Two months after authorities in Huixquilucan halted the construction of the “pharaonic” Latin American headquarters of the Church of Scientology, there is no sign that the project will resume any time soon.
In this case it wasn’t claims of brainwashing, physical abuse or meddling in the lives of celebrities often heard in connection with the controversial church that stopped construction. It was environmental concerns raised by neighbors in the Paseo de las Palmas neighborhood of the Estado de México municipality.
Huixquilucan Mayor Enrique Vargas del Villar announced April 28 that the project had been suspended because the contractor did not have the mandatory environmental impact study issued by the federal Environment Secretariat (Semarnat).
The US $20-million, 16,250-square-meter building was to contain offices, an auditorium, accommodation facilities and a convention center big enough for 2,000 people.
But a parking lot for only 300 vehicles was one of the main concerns of neighbors, who felt it would not be big enough.
Work on the site has now been completely halted for over two months, and an unnamed source told the newspaper El Financiero that it will remain so “out of respect to the neighbors” for the time being.
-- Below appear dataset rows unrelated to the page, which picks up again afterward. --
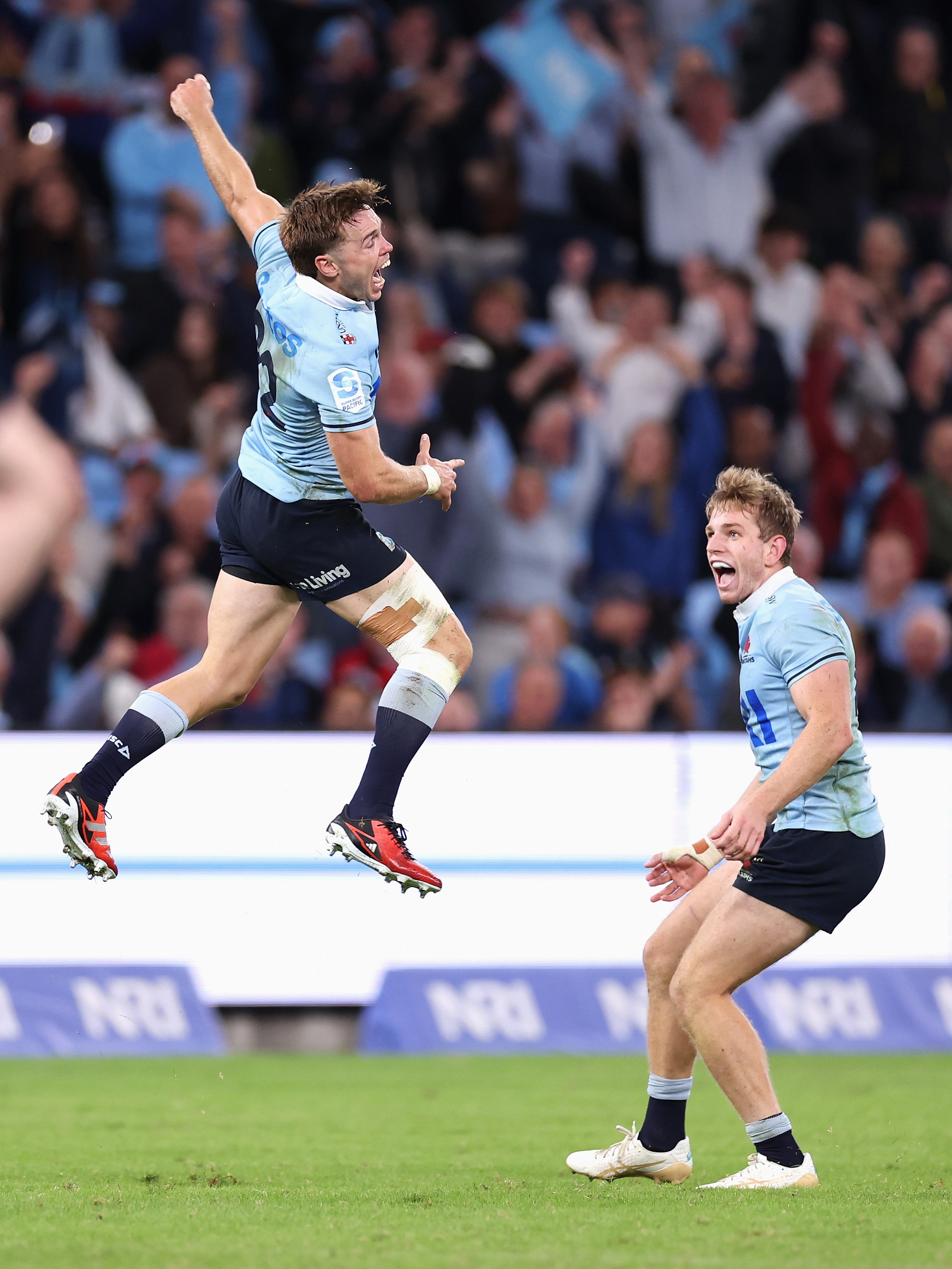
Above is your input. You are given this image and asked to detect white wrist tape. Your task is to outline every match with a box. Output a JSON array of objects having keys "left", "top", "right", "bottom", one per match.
[{"left": 661, "top": 834, "right": 723, "bottom": 872}]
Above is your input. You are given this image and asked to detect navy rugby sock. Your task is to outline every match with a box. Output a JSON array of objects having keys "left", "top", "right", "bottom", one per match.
[
  {"left": 79, "top": 692, "right": 188, "bottom": 806},
  {"left": 348, "top": 669, "right": 448, "bottom": 820},
  {"left": 638, "top": 1075, "right": 694, "bottom": 1153},
  {"left": 744, "top": 1110, "right": 804, "bottom": 1167}
]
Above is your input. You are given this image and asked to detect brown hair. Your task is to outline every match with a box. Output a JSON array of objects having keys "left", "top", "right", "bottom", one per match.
[
  {"left": 705, "top": 467, "right": 801, "bottom": 565},
  {"left": 280, "top": 177, "right": 387, "bottom": 278}
]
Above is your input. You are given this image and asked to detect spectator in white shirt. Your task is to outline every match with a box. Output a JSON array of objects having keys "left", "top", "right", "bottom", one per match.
[
  {"left": 675, "top": 255, "right": 723, "bottom": 362},
  {"left": 750, "top": 210, "right": 820, "bottom": 379},
  {"left": 594, "top": 287, "right": 693, "bottom": 463},
  {"left": 548, "top": 239, "right": 631, "bottom": 370},
  {"left": 626, "top": 41, "right": 843, "bottom": 265}
]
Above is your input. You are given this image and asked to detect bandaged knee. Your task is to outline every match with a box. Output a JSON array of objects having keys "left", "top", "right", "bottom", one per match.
[{"left": 358, "top": 563, "right": 461, "bottom": 728}]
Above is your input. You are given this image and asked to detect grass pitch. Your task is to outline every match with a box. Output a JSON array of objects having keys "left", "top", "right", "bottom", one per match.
[{"left": 0, "top": 1056, "right": 952, "bottom": 1269}]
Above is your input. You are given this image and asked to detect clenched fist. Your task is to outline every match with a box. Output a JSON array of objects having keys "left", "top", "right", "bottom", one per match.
[{"left": 169, "top": 75, "right": 215, "bottom": 123}]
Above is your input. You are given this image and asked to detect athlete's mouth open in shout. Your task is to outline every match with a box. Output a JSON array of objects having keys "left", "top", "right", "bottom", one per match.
[
  {"left": 371, "top": 256, "right": 390, "bottom": 298},
  {"left": 711, "top": 559, "right": 737, "bottom": 590}
]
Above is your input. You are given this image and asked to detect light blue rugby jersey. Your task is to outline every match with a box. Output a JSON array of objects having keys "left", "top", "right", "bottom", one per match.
[
  {"left": 734, "top": 568, "right": 882, "bottom": 837},
  {"left": 239, "top": 221, "right": 380, "bottom": 503}
]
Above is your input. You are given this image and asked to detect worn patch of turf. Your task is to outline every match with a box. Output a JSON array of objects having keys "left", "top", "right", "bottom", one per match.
[{"left": 0, "top": 1054, "right": 952, "bottom": 1269}]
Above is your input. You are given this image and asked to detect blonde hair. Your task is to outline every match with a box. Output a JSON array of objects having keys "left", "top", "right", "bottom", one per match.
[{"left": 705, "top": 467, "right": 802, "bottom": 565}]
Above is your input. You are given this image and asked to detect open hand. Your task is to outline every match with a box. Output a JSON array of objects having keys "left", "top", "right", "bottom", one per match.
[
  {"left": 645, "top": 853, "right": 707, "bottom": 904},
  {"left": 416, "top": 432, "right": 466, "bottom": 512},
  {"left": 169, "top": 75, "right": 215, "bottom": 123}
]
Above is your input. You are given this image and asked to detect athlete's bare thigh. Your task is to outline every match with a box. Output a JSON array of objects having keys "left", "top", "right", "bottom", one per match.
[
  {"left": 155, "top": 572, "right": 301, "bottom": 723},
  {"left": 651, "top": 860, "right": 741, "bottom": 963}
]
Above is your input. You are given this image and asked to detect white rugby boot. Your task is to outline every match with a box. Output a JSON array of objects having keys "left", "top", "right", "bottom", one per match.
[
  {"left": 698, "top": 1155, "right": 820, "bottom": 1189},
  {"left": 566, "top": 1124, "right": 693, "bottom": 1185}
]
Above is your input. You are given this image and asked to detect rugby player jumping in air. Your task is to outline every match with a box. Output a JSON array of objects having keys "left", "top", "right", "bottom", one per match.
[
  {"left": 44, "top": 75, "right": 472, "bottom": 895},
  {"left": 567, "top": 467, "right": 885, "bottom": 1189}
]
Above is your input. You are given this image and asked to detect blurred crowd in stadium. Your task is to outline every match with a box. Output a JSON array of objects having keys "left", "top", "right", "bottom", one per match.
[{"left": 0, "top": 0, "right": 952, "bottom": 732}]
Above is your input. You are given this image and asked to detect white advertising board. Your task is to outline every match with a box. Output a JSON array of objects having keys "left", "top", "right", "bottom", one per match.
[{"left": 0, "top": 732, "right": 952, "bottom": 1004}]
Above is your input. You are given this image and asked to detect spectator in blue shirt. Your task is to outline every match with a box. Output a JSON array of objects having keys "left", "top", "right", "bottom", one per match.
[{"left": 592, "top": 386, "right": 725, "bottom": 599}]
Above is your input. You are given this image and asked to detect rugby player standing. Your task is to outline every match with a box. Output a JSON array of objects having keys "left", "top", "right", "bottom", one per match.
[
  {"left": 44, "top": 75, "right": 472, "bottom": 895},
  {"left": 567, "top": 467, "right": 885, "bottom": 1189}
]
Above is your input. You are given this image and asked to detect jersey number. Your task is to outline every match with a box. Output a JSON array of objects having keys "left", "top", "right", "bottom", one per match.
[
  {"left": 745, "top": 689, "right": 777, "bottom": 749},
  {"left": 255, "top": 312, "right": 287, "bottom": 432}
]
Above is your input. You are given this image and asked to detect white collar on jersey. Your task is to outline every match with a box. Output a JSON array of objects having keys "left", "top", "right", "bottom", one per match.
[
  {"left": 734, "top": 565, "right": 797, "bottom": 626},
  {"left": 295, "top": 273, "right": 373, "bottom": 314}
]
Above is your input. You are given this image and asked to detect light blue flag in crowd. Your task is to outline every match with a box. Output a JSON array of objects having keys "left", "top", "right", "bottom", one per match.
[
  {"left": 480, "top": 0, "right": 618, "bottom": 137},
  {"left": 684, "top": 0, "right": 750, "bottom": 75}
]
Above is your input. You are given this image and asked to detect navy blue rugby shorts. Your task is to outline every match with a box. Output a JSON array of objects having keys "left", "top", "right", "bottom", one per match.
[
  {"left": 734, "top": 829, "right": 886, "bottom": 934},
  {"left": 217, "top": 472, "right": 406, "bottom": 604}
]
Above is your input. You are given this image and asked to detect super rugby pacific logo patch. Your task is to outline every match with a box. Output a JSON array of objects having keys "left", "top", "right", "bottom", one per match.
[{"left": 328, "top": 367, "right": 367, "bottom": 414}]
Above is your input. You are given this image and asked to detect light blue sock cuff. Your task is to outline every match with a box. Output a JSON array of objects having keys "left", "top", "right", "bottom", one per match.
[
  {"left": 130, "top": 692, "right": 188, "bottom": 745},
  {"left": 647, "top": 1074, "right": 694, "bottom": 1102},
  {"left": 744, "top": 1110, "right": 792, "bottom": 1146},
  {"left": 378, "top": 666, "right": 449, "bottom": 731}
]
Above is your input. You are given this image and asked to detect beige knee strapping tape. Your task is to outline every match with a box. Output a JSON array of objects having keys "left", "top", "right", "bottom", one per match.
[
  {"left": 358, "top": 563, "right": 456, "bottom": 665},
  {"left": 400, "top": 647, "right": 462, "bottom": 697},
  {"left": 661, "top": 834, "right": 723, "bottom": 872}
]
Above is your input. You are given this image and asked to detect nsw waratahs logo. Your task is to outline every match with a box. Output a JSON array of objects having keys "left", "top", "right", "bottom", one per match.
[{"left": 334, "top": 314, "right": 357, "bottom": 344}]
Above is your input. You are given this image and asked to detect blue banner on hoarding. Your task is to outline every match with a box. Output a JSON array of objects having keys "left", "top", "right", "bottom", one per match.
[
  {"left": 360, "top": 966, "right": 952, "bottom": 1053},
  {"left": 0, "top": 964, "right": 225, "bottom": 1057}
]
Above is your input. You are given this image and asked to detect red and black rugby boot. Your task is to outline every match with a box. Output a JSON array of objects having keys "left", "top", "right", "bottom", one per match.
[
  {"left": 328, "top": 806, "right": 443, "bottom": 899},
  {"left": 43, "top": 771, "right": 119, "bottom": 881}
]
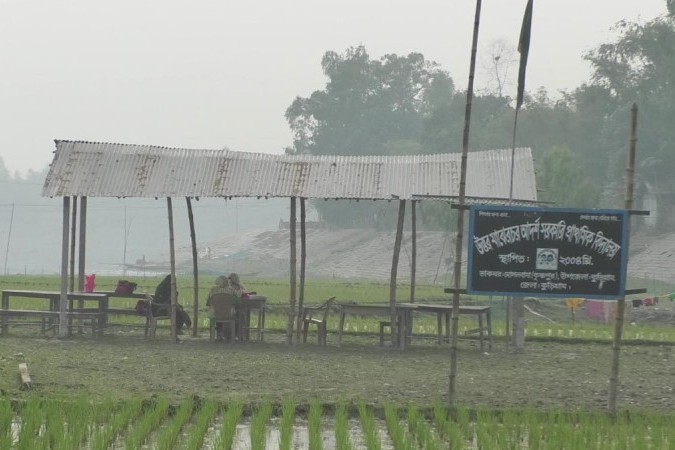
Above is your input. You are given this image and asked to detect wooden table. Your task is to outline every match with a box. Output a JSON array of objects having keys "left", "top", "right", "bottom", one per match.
[
  {"left": 0, "top": 289, "right": 108, "bottom": 335},
  {"left": 399, "top": 303, "right": 492, "bottom": 351},
  {"left": 338, "top": 303, "right": 415, "bottom": 349},
  {"left": 239, "top": 295, "right": 267, "bottom": 341},
  {"left": 93, "top": 291, "right": 150, "bottom": 324}
]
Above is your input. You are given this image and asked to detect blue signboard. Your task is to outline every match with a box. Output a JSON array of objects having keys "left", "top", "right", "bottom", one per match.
[{"left": 467, "top": 205, "right": 628, "bottom": 300}]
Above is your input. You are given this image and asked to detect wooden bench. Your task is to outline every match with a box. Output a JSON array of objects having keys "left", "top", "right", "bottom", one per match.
[{"left": 96, "top": 291, "right": 150, "bottom": 326}]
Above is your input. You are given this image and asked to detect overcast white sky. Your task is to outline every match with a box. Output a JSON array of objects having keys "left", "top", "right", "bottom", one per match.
[{"left": 0, "top": 0, "right": 666, "bottom": 173}]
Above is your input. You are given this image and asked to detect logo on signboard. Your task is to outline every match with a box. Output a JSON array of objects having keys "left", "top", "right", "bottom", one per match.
[{"left": 536, "top": 248, "right": 558, "bottom": 270}]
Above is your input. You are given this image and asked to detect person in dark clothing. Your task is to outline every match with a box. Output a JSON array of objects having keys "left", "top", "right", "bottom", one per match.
[{"left": 152, "top": 275, "right": 192, "bottom": 332}]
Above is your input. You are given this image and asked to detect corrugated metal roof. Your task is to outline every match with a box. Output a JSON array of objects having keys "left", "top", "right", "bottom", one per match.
[{"left": 42, "top": 140, "right": 537, "bottom": 202}]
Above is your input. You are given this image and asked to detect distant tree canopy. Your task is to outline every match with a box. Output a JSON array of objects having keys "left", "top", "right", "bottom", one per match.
[
  {"left": 586, "top": 9, "right": 675, "bottom": 229},
  {"left": 286, "top": 46, "right": 454, "bottom": 155},
  {"left": 286, "top": 6, "right": 675, "bottom": 229}
]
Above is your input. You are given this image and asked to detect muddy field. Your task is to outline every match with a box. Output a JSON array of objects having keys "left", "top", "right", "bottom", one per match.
[{"left": 0, "top": 327, "right": 675, "bottom": 410}]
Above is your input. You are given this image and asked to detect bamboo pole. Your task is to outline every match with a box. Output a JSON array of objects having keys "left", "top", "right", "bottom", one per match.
[
  {"left": 185, "top": 197, "right": 199, "bottom": 337},
  {"left": 448, "top": 0, "right": 481, "bottom": 412},
  {"left": 77, "top": 196, "right": 87, "bottom": 292},
  {"left": 296, "top": 198, "right": 307, "bottom": 342},
  {"left": 59, "top": 196, "right": 70, "bottom": 338},
  {"left": 166, "top": 197, "right": 178, "bottom": 342},
  {"left": 3, "top": 203, "right": 14, "bottom": 275},
  {"left": 389, "top": 200, "right": 406, "bottom": 348},
  {"left": 607, "top": 103, "right": 638, "bottom": 416},
  {"left": 68, "top": 196, "right": 77, "bottom": 292},
  {"left": 410, "top": 200, "right": 417, "bottom": 303},
  {"left": 286, "top": 197, "right": 297, "bottom": 345}
]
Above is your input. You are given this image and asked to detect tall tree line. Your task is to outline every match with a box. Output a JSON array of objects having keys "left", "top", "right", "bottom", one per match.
[{"left": 286, "top": 1, "right": 675, "bottom": 230}]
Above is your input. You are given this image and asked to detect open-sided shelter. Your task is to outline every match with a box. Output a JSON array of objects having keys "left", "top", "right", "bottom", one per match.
[{"left": 42, "top": 140, "right": 537, "bottom": 341}]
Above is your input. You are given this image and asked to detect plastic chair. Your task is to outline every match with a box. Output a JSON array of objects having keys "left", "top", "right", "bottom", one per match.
[
  {"left": 206, "top": 294, "right": 239, "bottom": 342},
  {"left": 302, "top": 297, "right": 335, "bottom": 345}
]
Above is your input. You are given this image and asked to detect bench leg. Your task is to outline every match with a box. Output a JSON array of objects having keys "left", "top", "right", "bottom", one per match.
[{"left": 478, "top": 314, "right": 483, "bottom": 352}]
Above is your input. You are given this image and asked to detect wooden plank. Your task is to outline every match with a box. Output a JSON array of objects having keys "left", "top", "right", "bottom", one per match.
[{"left": 19, "top": 363, "right": 33, "bottom": 389}]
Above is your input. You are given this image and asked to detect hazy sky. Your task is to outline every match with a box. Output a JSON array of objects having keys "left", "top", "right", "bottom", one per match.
[{"left": 0, "top": 0, "right": 666, "bottom": 173}]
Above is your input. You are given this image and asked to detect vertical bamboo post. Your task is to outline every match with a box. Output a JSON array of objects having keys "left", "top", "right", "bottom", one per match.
[
  {"left": 389, "top": 200, "right": 406, "bottom": 348},
  {"left": 410, "top": 200, "right": 417, "bottom": 303},
  {"left": 59, "top": 195, "right": 70, "bottom": 338},
  {"left": 77, "top": 196, "right": 87, "bottom": 292},
  {"left": 185, "top": 197, "right": 199, "bottom": 337},
  {"left": 3, "top": 203, "right": 14, "bottom": 275},
  {"left": 607, "top": 103, "right": 638, "bottom": 416},
  {"left": 68, "top": 196, "right": 77, "bottom": 292},
  {"left": 448, "top": 0, "right": 481, "bottom": 412},
  {"left": 296, "top": 197, "right": 307, "bottom": 342},
  {"left": 166, "top": 197, "right": 178, "bottom": 342},
  {"left": 286, "top": 197, "right": 297, "bottom": 345}
]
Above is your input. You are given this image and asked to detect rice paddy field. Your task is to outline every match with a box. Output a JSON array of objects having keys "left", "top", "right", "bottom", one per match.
[{"left": 0, "top": 276, "right": 675, "bottom": 449}]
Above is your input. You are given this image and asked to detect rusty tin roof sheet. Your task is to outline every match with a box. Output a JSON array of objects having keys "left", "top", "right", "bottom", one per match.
[{"left": 42, "top": 140, "right": 537, "bottom": 202}]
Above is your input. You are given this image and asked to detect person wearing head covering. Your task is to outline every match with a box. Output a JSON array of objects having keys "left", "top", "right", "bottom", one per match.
[
  {"left": 206, "top": 275, "right": 240, "bottom": 341},
  {"left": 227, "top": 272, "right": 248, "bottom": 298},
  {"left": 209, "top": 275, "right": 235, "bottom": 297},
  {"left": 152, "top": 274, "right": 192, "bottom": 334}
]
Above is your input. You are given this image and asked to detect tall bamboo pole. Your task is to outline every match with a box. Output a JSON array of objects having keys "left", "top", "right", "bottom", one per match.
[
  {"left": 3, "top": 203, "right": 14, "bottom": 275},
  {"left": 185, "top": 197, "right": 199, "bottom": 337},
  {"left": 68, "top": 196, "right": 77, "bottom": 292},
  {"left": 296, "top": 197, "right": 307, "bottom": 342},
  {"left": 607, "top": 103, "right": 638, "bottom": 415},
  {"left": 166, "top": 197, "right": 178, "bottom": 342},
  {"left": 77, "top": 196, "right": 87, "bottom": 291},
  {"left": 286, "top": 197, "right": 298, "bottom": 345},
  {"left": 59, "top": 195, "right": 70, "bottom": 338},
  {"left": 410, "top": 200, "right": 417, "bottom": 303},
  {"left": 389, "top": 200, "right": 406, "bottom": 348},
  {"left": 448, "top": 0, "right": 481, "bottom": 411}
]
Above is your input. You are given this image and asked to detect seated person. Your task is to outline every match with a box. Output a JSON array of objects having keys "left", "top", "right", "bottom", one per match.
[
  {"left": 136, "top": 275, "right": 192, "bottom": 334},
  {"left": 206, "top": 275, "right": 240, "bottom": 340},
  {"left": 227, "top": 272, "right": 249, "bottom": 298}
]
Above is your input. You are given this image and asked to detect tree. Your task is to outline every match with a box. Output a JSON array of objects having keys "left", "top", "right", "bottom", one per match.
[
  {"left": 286, "top": 46, "right": 454, "bottom": 227},
  {"left": 586, "top": 11, "right": 675, "bottom": 229},
  {"left": 286, "top": 46, "right": 453, "bottom": 155}
]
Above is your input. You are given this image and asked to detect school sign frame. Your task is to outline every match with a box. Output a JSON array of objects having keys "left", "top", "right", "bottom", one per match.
[{"left": 467, "top": 205, "right": 628, "bottom": 300}]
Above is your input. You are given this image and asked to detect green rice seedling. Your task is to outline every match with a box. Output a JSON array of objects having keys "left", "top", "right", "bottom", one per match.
[
  {"left": 358, "top": 402, "right": 382, "bottom": 450},
  {"left": 0, "top": 397, "right": 14, "bottom": 448},
  {"left": 476, "top": 408, "right": 501, "bottom": 450},
  {"left": 125, "top": 397, "right": 169, "bottom": 448},
  {"left": 156, "top": 397, "right": 194, "bottom": 450},
  {"left": 408, "top": 405, "right": 441, "bottom": 450},
  {"left": 335, "top": 402, "right": 352, "bottom": 450},
  {"left": 433, "top": 403, "right": 448, "bottom": 438},
  {"left": 16, "top": 397, "right": 47, "bottom": 450},
  {"left": 185, "top": 400, "right": 218, "bottom": 450},
  {"left": 384, "top": 403, "right": 413, "bottom": 450},
  {"left": 434, "top": 404, "right": 468, "bottom": 449},
  {"left": 90, "top": 399, "right": 143, "bottom": 450},
  {"left": 307, "top": 399, "right": 323, "bottom": 450},
  {"left": 279, "top": 397, "right": 295, "bottom": 450},
  {"left": 42, "top": 400, "right": 64, "bottom": 448},
  {"left": 49, "top": 395, "right": 96, "bottom": 450},
  {"left": 455, "top": 406, "right": 475, "bottom": 442},
  {"left": 214, "top": 401, "right": 244, "bottom": 450},
  {"left": 251, "top": 400, "right": 272, "bottom": 450}
]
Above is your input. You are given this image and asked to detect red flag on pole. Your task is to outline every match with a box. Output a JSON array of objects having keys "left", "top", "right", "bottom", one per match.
[{"left": 516, "top": 0, "right": 533, "bottom": 109}]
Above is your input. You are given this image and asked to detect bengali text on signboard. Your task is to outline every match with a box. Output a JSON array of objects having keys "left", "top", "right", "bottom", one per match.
[{"left": 467, "top": 205, "right": 628, "bottom": 299}]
One group of neighbors told the newspaper that they opposed the project because it ignores the potential environmental impact it could have on the area.
Neighbors also said it was not known what impact there might be on an already scarce water supply.
According to the legal representative of a neighborhood group, the suspension issued by the municipality is permanent, but the owners of the property can still appeal the decision.
“They are looking for ways to continue building there but without the pharaonic dimensions they originally intended; those who will ultimately resolve the issue are the judicial authorities,” said Eugenio Olvera.